To “doodle” is a harmless pastime, with a pen in hand, right? The original sense of the word isn’t so sweet.
Doodle derives from the German dudenkopf (among other variations), “a fool.” Another German version: dude, which may or may not be the ancestor of ”whoa dude!” and its use throughout American pop culture. (The funny phrase dude ranch refers to “An Easterner or city person who vacations on a ranch in the West” around cowboys, etc . . .)
Doodle as “fool” meets the American Revolution in “Yankee Doodle,” the American folk song. The tune was originally sung by the British to mock the foolish fashion sense of American Revolutionary soldiers. “Stuck a feather in his cap and called it Macaroni.” This lyric isn’t talking about macaroni and cheese; rather “an English dandy of the 18th century who affected Continental mannerisms.”
What does to doodle on paper with a pen have to do with any of this? Is the answer to be found in “doodlebug?” Well, no, that means “the larva of an antlion,” and you can look up antlion for yourself. It’s not very nice.

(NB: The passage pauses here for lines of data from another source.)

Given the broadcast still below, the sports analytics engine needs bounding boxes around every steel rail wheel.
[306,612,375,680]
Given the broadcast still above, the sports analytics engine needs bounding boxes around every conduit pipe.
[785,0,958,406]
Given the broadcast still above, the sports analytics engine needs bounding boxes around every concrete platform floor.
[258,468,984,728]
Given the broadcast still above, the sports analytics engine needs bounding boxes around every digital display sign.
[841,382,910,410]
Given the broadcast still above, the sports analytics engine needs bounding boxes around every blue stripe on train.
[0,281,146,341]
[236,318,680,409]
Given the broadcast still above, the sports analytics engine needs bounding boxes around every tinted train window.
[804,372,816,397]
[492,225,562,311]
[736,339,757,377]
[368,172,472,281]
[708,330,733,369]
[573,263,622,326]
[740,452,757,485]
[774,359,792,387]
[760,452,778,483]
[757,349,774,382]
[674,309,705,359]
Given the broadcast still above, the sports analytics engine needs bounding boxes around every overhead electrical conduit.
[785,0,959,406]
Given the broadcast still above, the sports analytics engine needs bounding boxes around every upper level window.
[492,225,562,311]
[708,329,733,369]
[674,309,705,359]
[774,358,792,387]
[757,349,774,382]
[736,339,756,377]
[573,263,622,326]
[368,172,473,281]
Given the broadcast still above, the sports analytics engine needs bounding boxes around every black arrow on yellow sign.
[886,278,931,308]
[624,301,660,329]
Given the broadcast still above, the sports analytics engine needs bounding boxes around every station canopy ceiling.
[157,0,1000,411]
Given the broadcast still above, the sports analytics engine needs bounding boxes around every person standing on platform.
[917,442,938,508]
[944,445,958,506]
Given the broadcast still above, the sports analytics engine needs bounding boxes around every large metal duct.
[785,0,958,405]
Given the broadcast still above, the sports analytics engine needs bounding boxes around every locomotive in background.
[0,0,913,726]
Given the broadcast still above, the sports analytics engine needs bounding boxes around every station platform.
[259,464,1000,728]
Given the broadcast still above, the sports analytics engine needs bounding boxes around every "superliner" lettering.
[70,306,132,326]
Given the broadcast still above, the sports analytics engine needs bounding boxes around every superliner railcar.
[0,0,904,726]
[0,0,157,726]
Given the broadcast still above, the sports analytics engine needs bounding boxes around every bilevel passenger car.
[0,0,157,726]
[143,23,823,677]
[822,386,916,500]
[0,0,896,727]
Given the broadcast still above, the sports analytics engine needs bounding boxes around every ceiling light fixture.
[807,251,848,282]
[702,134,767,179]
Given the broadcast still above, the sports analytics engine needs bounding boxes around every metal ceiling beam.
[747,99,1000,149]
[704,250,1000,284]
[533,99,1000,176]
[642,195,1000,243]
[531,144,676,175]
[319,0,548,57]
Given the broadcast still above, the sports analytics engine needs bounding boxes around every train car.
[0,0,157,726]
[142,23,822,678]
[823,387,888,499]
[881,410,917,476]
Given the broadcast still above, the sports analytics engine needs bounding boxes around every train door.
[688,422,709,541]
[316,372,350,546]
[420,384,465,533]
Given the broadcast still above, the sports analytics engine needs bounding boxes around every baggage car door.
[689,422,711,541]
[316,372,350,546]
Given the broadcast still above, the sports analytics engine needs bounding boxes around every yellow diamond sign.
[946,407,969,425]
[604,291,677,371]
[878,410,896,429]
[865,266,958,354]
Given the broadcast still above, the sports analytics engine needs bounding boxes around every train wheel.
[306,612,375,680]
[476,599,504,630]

Dawdle, “to waste time,” may be the actual source, rather than “fool” after all. (Hope we aren’t wasting your time.) The first known popular use of doodle “to draw or scribble idly” is from the film “Mr. Deeds Goes to Town,” directed by Frank Capra. Serendipitously, the film created a vogue for another wonderful yet confusing word “pixilated.” Since this was 1936, pixelated refers to “slightly eccentric or mentally disordered,” rather than a really poor quality image from your video camera.